Modular Monolith is the new Microservices

Parler de monolithe modulaire en fin d'année 2025, c'est arriver un peu après la bataille. Nous avons tous souffert à essayer d'opérer 3 microservices sur Kubernetes managé et pleuré chaque mois en recevant la facture. Le principe du monolithe modulaire, plein d'un pragmatisme revigorant, a fait des émules. Cependant, son implémentation concrète mérite qu'on s'y attarde.
Des contextes déployés dans une même coquille
Rappelons pour commencer ce qu'est un monolithe modulaire :
- Le monolithe modulaire s'oppose au monolithe plat de spaghettis par sa structuration claire en bounded contexts . Cela signifie qu'une vraie démarche de DDD stratégique a été menée en amont. On sait où l'on met les pieds.
- Mais dans le même temps, le monolithe modulaire conserve la facilité de déploiement du monolithe, puisque les différents contextes sont déployés au sein d'une seule et même "coquille". Conséquence immédiate cependant : redéployer un contexte signifie redéployer tous les contextes (on ne peut pas avoir le beurre et l'argent du beurre).
La beauté du monolithe modulaire, c'est qu'il n'obère pas le futur : il sera toujours temps de passer en microservices si le besoin se fait sentir. Quand vous serez Google ou Netflix et que vous aurez des vrais problèmes de scalabilité 😉
Mise en œuvre : 4 principes essentiels
Cependant, une fois qu'on a dit ça, on n'a pas dit grand-chose. D'expérience, la mise en œuvre d'un monolithe modulaire soulève des questions. Voici 4 aspects qui me semblent particulièrement importants :
- Isoler le domaine à l'intérieur de chaque contexte, via une architecture hexagonale ou bien functional core / imperative shell. Ainsi, votre monolithe est une juxtaposition de jolis petits hexagones bien rangés les uns à côté des autres, même si l'API HTTP et l'infrastructure sont mutualisées.
- Si les différents contextes requièrent le même type de base de données (relationnel, document, graphe, clé-valeur etc.), cette dernière peut être mutualisée. Cependant, on voudra y retrouver l'organisation en contextes. Pour une base SQL, cela veut dire créer un schéma par contexte.
- Et interdiction pour un contexte d'aller lire ou écrire en base dans le schéma du petit copain. Non, on fait proprement un appel à l'API exposée par le contexte en question. Comme pour un objet, accéder directement aux données d'un contexte serait une violation de responsabilité ("tell, don't ask" ).

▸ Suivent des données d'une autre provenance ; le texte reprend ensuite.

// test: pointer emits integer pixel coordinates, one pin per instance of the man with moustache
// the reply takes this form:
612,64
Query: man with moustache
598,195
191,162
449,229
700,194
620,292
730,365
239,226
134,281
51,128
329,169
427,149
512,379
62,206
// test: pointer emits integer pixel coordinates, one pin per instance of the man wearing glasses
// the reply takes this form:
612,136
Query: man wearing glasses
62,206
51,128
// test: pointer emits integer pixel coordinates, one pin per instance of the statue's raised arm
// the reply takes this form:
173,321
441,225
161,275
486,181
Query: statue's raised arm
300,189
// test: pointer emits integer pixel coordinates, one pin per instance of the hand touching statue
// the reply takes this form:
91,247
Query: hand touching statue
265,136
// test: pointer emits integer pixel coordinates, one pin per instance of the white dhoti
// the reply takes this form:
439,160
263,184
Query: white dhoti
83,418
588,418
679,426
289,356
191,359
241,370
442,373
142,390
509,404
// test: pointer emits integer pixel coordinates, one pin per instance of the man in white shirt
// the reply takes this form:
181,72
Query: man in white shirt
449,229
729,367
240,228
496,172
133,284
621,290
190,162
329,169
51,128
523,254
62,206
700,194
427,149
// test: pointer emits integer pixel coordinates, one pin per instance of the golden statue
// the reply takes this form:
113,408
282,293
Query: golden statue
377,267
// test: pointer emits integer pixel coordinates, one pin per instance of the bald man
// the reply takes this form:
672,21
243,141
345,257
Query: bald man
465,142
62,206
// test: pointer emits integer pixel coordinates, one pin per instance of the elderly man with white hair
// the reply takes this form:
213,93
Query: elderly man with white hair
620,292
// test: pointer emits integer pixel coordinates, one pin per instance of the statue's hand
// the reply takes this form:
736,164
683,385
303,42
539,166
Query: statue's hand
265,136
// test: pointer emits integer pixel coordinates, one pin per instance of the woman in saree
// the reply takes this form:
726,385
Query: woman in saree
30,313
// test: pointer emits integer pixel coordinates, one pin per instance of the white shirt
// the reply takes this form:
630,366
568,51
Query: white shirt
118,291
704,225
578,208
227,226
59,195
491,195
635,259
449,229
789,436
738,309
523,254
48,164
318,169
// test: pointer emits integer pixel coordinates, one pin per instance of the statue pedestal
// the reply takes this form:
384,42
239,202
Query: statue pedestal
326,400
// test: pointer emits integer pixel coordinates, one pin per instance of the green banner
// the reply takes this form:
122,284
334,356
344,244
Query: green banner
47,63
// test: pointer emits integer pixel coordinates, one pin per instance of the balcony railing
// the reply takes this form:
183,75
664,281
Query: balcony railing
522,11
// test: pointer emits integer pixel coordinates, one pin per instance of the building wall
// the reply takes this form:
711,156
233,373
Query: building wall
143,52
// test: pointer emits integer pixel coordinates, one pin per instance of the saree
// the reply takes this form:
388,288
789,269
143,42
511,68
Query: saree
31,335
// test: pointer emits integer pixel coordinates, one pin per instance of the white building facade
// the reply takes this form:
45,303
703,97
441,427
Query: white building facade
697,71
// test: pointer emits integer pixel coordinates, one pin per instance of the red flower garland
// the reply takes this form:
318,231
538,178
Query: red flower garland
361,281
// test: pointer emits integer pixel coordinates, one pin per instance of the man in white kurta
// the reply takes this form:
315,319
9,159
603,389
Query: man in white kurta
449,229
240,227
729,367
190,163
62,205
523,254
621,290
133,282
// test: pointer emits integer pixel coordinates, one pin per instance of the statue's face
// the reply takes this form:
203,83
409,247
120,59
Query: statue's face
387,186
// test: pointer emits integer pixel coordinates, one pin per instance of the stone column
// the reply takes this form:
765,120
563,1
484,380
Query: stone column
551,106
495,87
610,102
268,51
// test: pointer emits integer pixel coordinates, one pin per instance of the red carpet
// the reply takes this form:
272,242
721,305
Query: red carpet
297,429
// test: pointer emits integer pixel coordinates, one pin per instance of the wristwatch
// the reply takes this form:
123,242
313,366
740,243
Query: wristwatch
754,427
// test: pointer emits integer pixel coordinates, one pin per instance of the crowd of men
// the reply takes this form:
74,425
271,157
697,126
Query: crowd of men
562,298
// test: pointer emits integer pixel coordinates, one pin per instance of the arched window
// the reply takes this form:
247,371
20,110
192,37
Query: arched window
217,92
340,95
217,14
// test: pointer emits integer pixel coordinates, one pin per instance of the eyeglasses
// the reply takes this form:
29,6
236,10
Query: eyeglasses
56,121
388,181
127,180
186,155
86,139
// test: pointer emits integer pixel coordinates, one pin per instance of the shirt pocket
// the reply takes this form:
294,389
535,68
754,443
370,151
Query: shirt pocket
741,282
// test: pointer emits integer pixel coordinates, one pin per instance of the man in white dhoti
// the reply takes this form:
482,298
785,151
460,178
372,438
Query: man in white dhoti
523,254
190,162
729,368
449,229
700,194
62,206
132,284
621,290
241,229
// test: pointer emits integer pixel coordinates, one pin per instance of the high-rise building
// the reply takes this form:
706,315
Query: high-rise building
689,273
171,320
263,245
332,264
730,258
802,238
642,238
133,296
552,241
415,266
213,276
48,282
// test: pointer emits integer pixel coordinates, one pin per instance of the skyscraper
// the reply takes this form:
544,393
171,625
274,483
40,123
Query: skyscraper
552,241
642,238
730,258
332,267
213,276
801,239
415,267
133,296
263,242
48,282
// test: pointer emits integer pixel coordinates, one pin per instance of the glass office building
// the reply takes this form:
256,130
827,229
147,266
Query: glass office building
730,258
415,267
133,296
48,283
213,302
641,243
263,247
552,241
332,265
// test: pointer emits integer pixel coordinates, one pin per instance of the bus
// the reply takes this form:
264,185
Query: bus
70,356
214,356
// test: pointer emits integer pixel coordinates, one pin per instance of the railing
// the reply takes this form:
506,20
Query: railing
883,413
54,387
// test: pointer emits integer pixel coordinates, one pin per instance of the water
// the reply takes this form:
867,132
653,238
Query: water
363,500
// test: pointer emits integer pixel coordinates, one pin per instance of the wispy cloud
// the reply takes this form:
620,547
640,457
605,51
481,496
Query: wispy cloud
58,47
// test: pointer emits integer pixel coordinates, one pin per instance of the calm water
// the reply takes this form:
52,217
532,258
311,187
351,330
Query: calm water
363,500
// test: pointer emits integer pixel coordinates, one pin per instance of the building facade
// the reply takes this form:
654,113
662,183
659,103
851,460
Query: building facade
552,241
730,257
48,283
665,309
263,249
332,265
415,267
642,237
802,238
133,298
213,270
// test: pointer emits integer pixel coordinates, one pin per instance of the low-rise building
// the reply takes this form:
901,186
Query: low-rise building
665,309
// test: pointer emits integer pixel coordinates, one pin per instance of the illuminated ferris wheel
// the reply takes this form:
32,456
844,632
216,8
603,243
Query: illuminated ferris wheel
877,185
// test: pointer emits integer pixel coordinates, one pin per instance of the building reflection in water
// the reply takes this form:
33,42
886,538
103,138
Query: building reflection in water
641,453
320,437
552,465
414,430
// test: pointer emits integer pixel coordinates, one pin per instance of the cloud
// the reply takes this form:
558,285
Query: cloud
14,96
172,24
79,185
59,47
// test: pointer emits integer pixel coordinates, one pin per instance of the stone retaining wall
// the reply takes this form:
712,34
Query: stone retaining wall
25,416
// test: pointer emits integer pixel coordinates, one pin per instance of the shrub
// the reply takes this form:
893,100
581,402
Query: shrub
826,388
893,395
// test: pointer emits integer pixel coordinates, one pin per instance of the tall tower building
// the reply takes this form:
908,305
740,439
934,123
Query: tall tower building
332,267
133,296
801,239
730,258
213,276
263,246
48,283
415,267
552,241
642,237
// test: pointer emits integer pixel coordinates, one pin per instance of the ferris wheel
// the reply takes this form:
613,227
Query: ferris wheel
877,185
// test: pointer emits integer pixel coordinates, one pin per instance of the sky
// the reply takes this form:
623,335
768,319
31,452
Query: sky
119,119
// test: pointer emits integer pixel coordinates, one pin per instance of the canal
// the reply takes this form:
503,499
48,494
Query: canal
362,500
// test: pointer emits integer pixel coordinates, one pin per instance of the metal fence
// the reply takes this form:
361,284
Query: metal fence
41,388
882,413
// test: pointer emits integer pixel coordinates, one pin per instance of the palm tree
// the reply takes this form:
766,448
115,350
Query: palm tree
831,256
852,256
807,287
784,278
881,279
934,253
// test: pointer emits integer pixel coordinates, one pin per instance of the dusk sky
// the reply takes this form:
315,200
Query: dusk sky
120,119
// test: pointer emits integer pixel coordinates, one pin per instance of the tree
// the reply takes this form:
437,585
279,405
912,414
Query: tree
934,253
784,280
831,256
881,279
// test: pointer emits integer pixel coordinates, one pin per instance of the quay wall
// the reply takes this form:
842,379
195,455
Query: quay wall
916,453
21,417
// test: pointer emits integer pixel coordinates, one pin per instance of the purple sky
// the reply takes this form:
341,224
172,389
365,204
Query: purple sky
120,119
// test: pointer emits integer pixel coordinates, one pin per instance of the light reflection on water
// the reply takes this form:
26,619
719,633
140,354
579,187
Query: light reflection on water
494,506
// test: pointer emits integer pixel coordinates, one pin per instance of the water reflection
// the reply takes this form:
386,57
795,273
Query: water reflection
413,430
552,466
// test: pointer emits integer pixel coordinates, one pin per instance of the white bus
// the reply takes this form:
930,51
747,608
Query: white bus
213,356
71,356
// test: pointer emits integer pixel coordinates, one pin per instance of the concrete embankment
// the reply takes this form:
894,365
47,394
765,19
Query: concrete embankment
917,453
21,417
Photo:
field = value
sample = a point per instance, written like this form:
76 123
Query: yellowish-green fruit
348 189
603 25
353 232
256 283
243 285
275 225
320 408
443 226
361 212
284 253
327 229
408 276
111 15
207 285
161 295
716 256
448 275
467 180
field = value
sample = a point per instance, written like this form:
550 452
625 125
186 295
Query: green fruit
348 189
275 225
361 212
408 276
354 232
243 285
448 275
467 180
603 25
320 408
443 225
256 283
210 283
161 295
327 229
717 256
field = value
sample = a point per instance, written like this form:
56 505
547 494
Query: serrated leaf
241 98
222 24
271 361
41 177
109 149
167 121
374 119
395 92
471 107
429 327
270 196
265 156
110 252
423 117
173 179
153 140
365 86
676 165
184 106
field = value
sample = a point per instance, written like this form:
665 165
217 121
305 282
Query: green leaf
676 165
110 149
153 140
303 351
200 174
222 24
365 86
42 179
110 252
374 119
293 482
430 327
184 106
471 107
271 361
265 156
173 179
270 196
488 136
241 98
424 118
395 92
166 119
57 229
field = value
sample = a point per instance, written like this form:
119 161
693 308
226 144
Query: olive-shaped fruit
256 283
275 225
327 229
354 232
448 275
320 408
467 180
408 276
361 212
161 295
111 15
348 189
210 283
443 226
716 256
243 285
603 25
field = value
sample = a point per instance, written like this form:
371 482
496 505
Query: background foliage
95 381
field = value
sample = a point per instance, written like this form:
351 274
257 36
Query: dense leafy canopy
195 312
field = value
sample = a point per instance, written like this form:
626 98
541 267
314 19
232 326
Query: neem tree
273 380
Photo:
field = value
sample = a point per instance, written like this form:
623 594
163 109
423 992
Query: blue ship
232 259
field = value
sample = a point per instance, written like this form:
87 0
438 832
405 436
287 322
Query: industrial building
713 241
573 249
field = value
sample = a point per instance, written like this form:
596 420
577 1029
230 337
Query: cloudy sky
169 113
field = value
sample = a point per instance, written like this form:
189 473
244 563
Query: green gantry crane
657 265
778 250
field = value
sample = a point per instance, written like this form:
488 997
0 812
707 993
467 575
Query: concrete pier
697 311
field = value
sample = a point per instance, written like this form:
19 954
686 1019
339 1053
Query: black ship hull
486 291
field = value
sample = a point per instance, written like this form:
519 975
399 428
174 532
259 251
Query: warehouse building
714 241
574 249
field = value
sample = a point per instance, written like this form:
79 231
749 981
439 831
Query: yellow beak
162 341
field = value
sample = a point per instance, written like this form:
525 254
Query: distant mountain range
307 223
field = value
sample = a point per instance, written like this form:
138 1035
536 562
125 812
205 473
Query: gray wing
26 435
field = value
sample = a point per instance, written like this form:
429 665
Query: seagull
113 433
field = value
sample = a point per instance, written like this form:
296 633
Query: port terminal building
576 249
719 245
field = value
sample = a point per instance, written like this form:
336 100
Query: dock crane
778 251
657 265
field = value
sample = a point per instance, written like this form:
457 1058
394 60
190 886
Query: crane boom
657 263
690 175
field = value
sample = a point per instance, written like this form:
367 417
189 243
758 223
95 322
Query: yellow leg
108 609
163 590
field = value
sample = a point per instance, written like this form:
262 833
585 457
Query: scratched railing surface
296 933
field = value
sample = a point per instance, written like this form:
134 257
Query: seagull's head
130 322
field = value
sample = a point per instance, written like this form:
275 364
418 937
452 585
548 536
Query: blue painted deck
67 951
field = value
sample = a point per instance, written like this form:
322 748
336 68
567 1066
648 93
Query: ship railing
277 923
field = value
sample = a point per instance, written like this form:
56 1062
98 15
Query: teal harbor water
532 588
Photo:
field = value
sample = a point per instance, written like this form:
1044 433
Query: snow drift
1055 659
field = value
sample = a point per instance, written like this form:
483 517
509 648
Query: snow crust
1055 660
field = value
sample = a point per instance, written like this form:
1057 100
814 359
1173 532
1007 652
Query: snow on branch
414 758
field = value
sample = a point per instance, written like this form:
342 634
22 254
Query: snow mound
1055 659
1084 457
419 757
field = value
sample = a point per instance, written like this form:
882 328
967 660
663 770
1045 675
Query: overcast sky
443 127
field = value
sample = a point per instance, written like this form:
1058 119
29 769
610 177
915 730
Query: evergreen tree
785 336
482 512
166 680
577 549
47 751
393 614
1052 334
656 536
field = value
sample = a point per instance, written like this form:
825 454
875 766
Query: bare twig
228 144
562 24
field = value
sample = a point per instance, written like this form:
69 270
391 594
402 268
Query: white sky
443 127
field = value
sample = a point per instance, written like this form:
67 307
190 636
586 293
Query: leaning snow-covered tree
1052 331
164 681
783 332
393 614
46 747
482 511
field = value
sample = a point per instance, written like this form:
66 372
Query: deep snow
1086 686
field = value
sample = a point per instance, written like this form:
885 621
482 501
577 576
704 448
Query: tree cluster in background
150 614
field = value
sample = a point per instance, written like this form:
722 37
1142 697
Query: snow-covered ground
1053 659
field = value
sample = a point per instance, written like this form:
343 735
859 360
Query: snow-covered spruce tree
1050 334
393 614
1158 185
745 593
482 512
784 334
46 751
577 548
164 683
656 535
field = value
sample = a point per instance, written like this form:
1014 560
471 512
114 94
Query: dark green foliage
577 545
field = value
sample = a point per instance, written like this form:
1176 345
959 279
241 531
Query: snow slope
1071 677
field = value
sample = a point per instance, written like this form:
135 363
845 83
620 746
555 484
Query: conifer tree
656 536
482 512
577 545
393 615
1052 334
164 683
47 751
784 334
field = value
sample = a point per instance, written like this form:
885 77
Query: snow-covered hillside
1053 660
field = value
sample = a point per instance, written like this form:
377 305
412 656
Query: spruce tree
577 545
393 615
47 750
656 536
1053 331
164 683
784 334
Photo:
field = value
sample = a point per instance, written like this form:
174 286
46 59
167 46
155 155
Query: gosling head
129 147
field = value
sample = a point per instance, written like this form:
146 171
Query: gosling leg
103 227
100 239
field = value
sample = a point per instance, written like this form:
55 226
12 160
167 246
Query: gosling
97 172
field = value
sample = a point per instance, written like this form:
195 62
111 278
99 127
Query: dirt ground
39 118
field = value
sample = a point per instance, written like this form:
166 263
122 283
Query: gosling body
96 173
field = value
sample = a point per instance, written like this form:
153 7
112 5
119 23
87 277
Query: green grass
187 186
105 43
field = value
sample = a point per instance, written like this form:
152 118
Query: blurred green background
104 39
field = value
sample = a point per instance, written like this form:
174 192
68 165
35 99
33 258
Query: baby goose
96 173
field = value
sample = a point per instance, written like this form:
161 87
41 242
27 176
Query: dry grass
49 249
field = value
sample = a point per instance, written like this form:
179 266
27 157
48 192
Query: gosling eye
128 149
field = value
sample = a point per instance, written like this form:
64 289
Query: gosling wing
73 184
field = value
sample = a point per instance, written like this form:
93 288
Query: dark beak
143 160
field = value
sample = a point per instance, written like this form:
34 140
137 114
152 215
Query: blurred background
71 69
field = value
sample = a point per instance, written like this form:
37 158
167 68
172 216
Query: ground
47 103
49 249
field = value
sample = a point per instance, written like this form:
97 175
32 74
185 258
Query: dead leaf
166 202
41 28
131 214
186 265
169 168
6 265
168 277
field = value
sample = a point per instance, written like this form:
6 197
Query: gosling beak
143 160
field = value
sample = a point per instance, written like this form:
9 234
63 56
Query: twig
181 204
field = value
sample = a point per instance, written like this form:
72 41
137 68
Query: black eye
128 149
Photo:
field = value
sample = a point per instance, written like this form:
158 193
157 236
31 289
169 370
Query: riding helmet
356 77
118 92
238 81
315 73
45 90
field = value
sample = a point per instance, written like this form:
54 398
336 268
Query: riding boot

- Quand je dis "API", vous pouvez envisager d'invoquer réellement l'API HTTP, par opposition à des appels de fonction en mémoire. Certes, cela introduit de la latence, mais assure de passer par toutes les couches de validation des contrôleurs HTTP et facilite la transition ultérieure vers des microservices. C'est également l'opportunité d'un meilleur équilibrage de la charge lorsque vous déployez plusieurs instances applicatives du même monolithe.
Cela dit, nous avons fait l'hypothèse jusqu'à présent que les contextes communiquaient par appels directs les uns aux autres. Je vous déconseille de faire cela, car le passage en microservices, s'il devait arriver un jour, serait franchement douloureux. Que faire alors ?
Quid de la communication entre contextes ?
La modalité de déploiement ne dit rien de la modalité de communication entre contextes. De même que s'ils étaient déployés en tant que microservices, vous pouvez passer par un orchestrateur (point focal connaissant tous les contextes) ou bien souhaiter une communication événementielle, via un bus de données, pour un meilleur découplage entre contextes.
Ainsi, dans une Event-Driven Architecture, chaque contexte écoute et enregistre les informations qui lui seront utiles pour ses futurs traitements. Ultérieurement, lorsqu'il est interrogé au travers de son API, le contexte dispose de toute l'information nécessaire pour travailler en toute autonomie, que les autres contextes soient opérationnels ou non (dans le cas de microservices). Les seuls appels qu'il fera concernent des services, tels la génération d'un PDF ou l'envoi d'un mail. Et ce contexte émet à son tour de nouveaux événements, relatifs à sa seule responsabilité. On parle de chorégraphie et parfois de "cascade" événementielle quand on observe les réactions en chaîne entre contextes.
Cette modalité comporte elle aussi ses difficultés, puisqu'il faut gérer les transactions (et donc le rollback) à grande échelle. Mais d'expérience, elle est bénéfique même pour des systèmes de taille moyenne (quelques dizaines de contextes).